Find the "addition table" and "multiplication table" for a $6$-hour clock arithmetic.

$\displaystyle{\begin{array}{c|cccccc} + & 0 & 1 & 2 & 3 & 4 & 5 \\\hline 0 & 0 & 1 & 2 & 3 & 4 & 5 \\ 1 & 1 & 2 & 3 & 4 & 5 & 0 \\ 2 & 2 & 3 & 4 & 5 & 0 & 1 \\ 3 & 3 & 4 & 5 & 0 & 2 & 2 \\ 4 & 4 & 5 & 0 & 1 & 3 & 3 \\ 5 & 5 & 0 & 1 & 2 & 4 & 4 \end{array}}$ $\displaystyle{\begin{array}{c|cccccc} \times & 0 & 1 & 2 & 3 & 4 & 5 \\\hline 0 & 0 & 0 & 0 & 0 & 0 & 0 \\ 1 & 0 & 1 & 2 & 3 & 4 & 5 \\ 2 & 0 & 2 & 4 & 0 & 2 & 4 \\ 3 & 0 & 3 & 0 & 3 & 0 & 3 \\ 4 & 0 & 4 & 2 & 0 & 4 & 2 \\ 5 & 0 & 5 & 4 & 3 & 2 & 1 \end{array}}$

Find the multiplicative inverse of $7$ in a $11$-hour clock arithmetic.
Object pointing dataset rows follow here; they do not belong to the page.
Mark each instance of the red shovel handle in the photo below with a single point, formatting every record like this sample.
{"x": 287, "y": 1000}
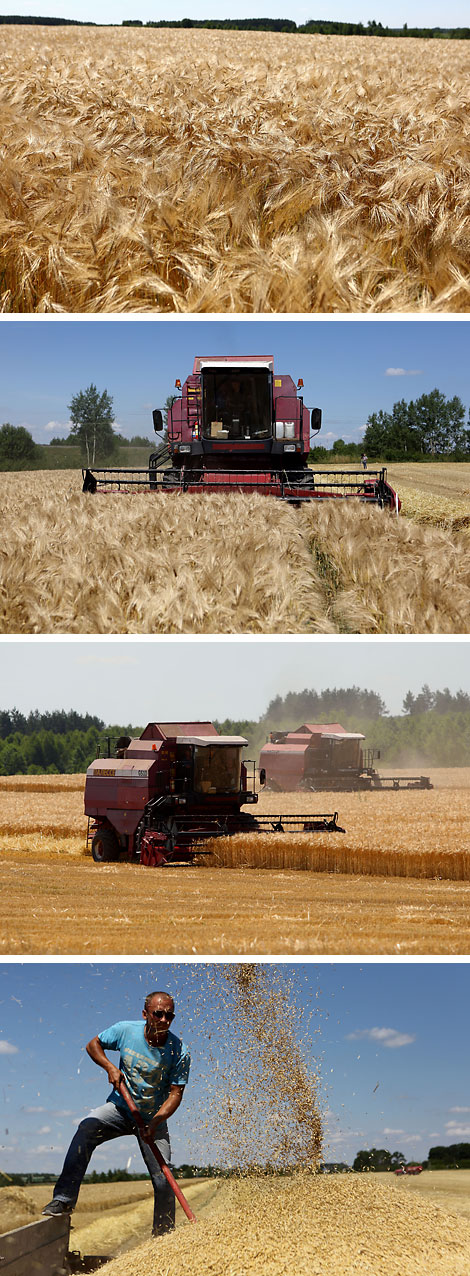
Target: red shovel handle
{"x": 164, "y": 1166}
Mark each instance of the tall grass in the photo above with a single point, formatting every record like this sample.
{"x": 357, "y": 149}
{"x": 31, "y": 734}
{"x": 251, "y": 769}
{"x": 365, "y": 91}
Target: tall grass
{"x": 181, "y": 171}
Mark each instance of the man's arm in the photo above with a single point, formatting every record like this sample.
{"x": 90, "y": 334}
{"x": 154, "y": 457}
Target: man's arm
{"x": 96, "y": 1053}
{"x": 166, "y": 1110}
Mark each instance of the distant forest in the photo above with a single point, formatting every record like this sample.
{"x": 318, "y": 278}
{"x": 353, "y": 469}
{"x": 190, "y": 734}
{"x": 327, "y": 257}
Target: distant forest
{"x": 313, "y": 27}
{"x": 433, "y": 730}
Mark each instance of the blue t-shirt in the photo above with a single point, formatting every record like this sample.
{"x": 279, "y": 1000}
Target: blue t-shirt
{"x": 148, "y": 1069}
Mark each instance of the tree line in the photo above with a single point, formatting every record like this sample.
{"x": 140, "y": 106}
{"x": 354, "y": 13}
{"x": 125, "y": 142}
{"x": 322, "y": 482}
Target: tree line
{"x": 314, "y": 26}
{"x": 378, "y": 1159}
{"x": 425, "y": 429}
{"x": 433, "y": 730}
There are more elegant ways (using the branch of mathematics known as number theory) to find such multiplicative inverses, especially when the "clock" has a large number of hours on it -- however, $11$ is a fairly small number of hours, so we can find the multiplicative inverse quickly, even using the following "brute-force" method:

Computing products $1 \cdot 7, 2 \cdot 7, 3 \cdot 7$, etc, all in this $11$-hour clock arithmetic, we stop upon seeing the first result equal ot $1$:$\def\ss{\kern-15pt}$ $$\begin{array}{ccccccccc} n \cdot 7\kern-7pt &=&\kern-7pt 7, \quad 2 \cdot 7\kern-7pt &=&\kern-7pt 3, \quad 3 \cdot 7 \kern-7pt&=&\kern-7pt 10, \quad 4 \cdot 7 \kern-7pt&=&\kern-7pt 6,\\ 5 \cdot 7\kern-7pt &=&\kern-7pt 2, \quad 6 \cdot 7\kern-7pt &=&\kern-7pt 9, \quad 7 \cdot 7 \kern-7pt&=&\kern-7pt 5, \quad 8 \cdot 7 \kern-7pt&=&\kern-7pt 1 \end{array}$$ Thus, $7^{-1} = 8$ in an $11$-hour clock arithmetic.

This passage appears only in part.